Conflicting reports emerge on Zim’s diamond income

Markets
Has the government of Zimbabwe been receiving the tax money that is supposed to be remitted to it by the various diamond companies operating within its territory? Reports from different sources give conflicting answers to this question.

HARARE — Has the government of Zimbabwe been receiving the tax money that is supposed to be remitted to it by the various diamond companies operating within its territory? Reports from different sources give conflicting answers to this question.

While the government of Zimbabwe insists that it is not receiving the moneys due to it, South Africa’s Independent Online Business Report claims that classified Kimberley Process Certification Scheme (KP) documents reveal that significant funds are entering the country’s coffers.

Just two weeks ago, Zimbabwe’s Finance ministry announced that even though it only expected to receive $40 million in taxes from diamond companies — a major reduction from the $600 million it had anticipated but fell far short of in 2012 — it had not collected a single dollar in diamond industry taxes to date in 2013.

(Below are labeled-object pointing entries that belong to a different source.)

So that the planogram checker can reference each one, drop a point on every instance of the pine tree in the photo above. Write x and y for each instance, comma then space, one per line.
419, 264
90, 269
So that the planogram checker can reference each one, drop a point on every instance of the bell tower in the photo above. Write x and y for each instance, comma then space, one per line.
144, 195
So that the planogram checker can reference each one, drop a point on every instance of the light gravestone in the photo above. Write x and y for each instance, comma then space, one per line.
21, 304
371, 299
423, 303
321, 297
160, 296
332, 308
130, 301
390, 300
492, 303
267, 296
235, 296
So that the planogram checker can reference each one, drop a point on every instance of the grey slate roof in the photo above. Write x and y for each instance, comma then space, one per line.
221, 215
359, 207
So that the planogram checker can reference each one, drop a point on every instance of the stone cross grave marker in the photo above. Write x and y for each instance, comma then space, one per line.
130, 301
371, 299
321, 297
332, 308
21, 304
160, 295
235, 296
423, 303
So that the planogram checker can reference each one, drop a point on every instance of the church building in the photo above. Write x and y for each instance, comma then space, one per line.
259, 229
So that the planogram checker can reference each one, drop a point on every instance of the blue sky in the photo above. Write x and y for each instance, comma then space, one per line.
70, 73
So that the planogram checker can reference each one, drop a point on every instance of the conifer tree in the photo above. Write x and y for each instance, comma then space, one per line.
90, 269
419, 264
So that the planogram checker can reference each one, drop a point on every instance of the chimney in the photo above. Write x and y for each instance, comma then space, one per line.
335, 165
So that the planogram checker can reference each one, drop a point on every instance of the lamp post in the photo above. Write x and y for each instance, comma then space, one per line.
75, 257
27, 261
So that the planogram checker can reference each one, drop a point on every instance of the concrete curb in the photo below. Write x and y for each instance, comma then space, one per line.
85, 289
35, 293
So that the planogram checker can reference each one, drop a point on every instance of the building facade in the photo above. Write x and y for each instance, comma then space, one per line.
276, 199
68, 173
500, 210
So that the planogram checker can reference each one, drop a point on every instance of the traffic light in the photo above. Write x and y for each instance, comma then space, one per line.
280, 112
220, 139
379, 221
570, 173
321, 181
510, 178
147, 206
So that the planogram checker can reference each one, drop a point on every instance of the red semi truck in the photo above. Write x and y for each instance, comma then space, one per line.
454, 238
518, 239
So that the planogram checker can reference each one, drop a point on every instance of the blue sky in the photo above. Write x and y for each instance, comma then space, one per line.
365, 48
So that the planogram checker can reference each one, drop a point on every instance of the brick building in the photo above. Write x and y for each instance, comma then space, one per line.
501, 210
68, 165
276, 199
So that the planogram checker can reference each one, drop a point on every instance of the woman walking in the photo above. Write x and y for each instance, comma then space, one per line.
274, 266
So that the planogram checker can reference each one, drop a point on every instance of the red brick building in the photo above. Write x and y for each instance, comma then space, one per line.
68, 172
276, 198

Yet data collected by the KP for the purpose of determining whether sanctions against it should be dropped showed that four mines in the Marange region remitted 15% of the $717 million they earned in 2012 to Harare, which amounts to $107 million.

That figure alone is between two and three times the total amount Zimbabwe’s Finance ministry claimed to have collected in 2012, $41 million.

The documents cited by Business Report are not available to the general public, but are said to exist on the KP website and are available to any KP affiliated group.